Archaeological type site

Goshono ruins (御所野遺跡, Goshono iseki) is a middle Jōmon period archaeological site in the town of Ichinohe, Iwate Prefecture, in the Tōhoku region of northern Japan. Discovered during the construction of an industrial park in 1989, the area was designated a National Historic Site in 1993 by the Japanese government.

==Overview==
The Goshono ruins consist of a large scale residential settlement from the middle Jōmon Period, approximately 2500 BC to 2000 BC. The site is located on a river terrace on the east bank of the Mabechi River, on raised ground at an altitude of approximately 190 meters, in an area forested with beech, zelkova and chestnut trees. There are the foundations of over 800 pit dwellings extending over 75,000 m^{2} and the site has only partially been excavated.

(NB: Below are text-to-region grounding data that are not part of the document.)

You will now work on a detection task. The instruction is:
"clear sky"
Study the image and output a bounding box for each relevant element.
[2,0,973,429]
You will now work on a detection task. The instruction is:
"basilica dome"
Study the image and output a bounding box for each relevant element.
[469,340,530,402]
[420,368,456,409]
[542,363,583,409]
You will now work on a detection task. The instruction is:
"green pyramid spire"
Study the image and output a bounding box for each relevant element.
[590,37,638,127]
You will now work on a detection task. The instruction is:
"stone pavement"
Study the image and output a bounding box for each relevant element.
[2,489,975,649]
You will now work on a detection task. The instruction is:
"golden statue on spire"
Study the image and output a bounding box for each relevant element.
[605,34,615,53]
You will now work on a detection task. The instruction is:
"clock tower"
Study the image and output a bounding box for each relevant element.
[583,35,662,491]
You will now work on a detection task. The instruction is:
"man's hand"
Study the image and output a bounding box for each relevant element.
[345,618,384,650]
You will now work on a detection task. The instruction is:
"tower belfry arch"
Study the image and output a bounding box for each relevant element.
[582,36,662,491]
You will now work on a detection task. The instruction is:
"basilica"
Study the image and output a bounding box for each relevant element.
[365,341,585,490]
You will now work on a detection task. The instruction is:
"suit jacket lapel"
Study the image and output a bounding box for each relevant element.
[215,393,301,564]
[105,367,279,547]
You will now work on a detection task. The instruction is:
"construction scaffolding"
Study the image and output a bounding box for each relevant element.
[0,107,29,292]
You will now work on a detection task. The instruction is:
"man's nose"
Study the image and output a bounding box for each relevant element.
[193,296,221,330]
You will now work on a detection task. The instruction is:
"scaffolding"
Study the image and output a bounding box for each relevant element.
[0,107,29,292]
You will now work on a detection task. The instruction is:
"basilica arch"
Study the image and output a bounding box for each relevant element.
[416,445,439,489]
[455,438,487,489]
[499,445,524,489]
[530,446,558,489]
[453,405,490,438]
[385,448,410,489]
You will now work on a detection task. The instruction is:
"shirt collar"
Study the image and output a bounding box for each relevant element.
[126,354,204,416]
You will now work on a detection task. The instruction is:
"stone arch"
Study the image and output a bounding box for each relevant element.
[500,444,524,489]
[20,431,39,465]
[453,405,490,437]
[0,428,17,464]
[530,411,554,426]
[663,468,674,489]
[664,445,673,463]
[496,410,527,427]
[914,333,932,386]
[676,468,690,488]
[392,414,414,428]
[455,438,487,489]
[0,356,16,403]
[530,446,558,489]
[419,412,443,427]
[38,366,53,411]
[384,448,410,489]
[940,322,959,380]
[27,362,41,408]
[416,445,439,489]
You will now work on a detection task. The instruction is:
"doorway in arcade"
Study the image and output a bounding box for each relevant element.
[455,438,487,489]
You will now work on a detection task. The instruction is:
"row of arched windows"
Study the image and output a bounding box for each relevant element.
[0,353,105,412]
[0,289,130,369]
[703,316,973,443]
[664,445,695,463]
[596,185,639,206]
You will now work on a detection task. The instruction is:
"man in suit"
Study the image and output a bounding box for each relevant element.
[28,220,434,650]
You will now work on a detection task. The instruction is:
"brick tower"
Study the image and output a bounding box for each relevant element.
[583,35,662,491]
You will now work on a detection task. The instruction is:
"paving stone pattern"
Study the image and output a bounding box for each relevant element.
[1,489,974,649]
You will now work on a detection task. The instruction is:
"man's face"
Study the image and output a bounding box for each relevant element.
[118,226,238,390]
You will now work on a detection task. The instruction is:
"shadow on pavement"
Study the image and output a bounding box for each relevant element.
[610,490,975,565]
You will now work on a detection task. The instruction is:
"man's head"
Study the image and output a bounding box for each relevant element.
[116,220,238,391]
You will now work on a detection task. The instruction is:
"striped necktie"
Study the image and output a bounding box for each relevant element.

The settlement contains two or three groups of pit-house dwellings, located to the east and west of a central ceremonial area containing a necropolis and ritual buildings. Nearby earthen mounds have yielded burned animal bones, seeds, pottery shards and stone tools.

The eastern settlement contains more than 250 pit-dwellings of various sizes and a number of graves. The central settlement has two stone circles, with diameters of 80 meters by 50 meters, surrounding grave pits, encircled by what appear to be post holes to create a colonnade and to support ritual buildings. The southern portion of this area is raised earthen work, within which a large amount of pottery, stone tools, and burnt bone and plant remnants. The number of structures is also estimated to be between 300 and 500. The area also contains at least 20 dome-shaped kofun burial tumuli, with diameters of 8–10 meters, most of which have the remnants of horseshoe-shaped moats. The western area is largely unexcavated, but appears to be a residential area with between 70 and 100 dwellings.

The site is now open to the public as an archaeological park which contains a museum and reconstructions of some pit-dwellings and other structures. The museum building, which was designed after the mud-roofed buildings of the site, has won various awards such as the 2003 Good Design Award, and has a glass floor, under which a burnt-down pit dwelling from 4000 years ago can be viewed.

The site is one of several submitted for inscription on the UNESCO World Heritage List as one of the Jōmon Archaeological Sites in Hokkaidō, Northern Tōhoku, and other regions.

The site is located about 20 minutes by car from JR East Ninohe Station.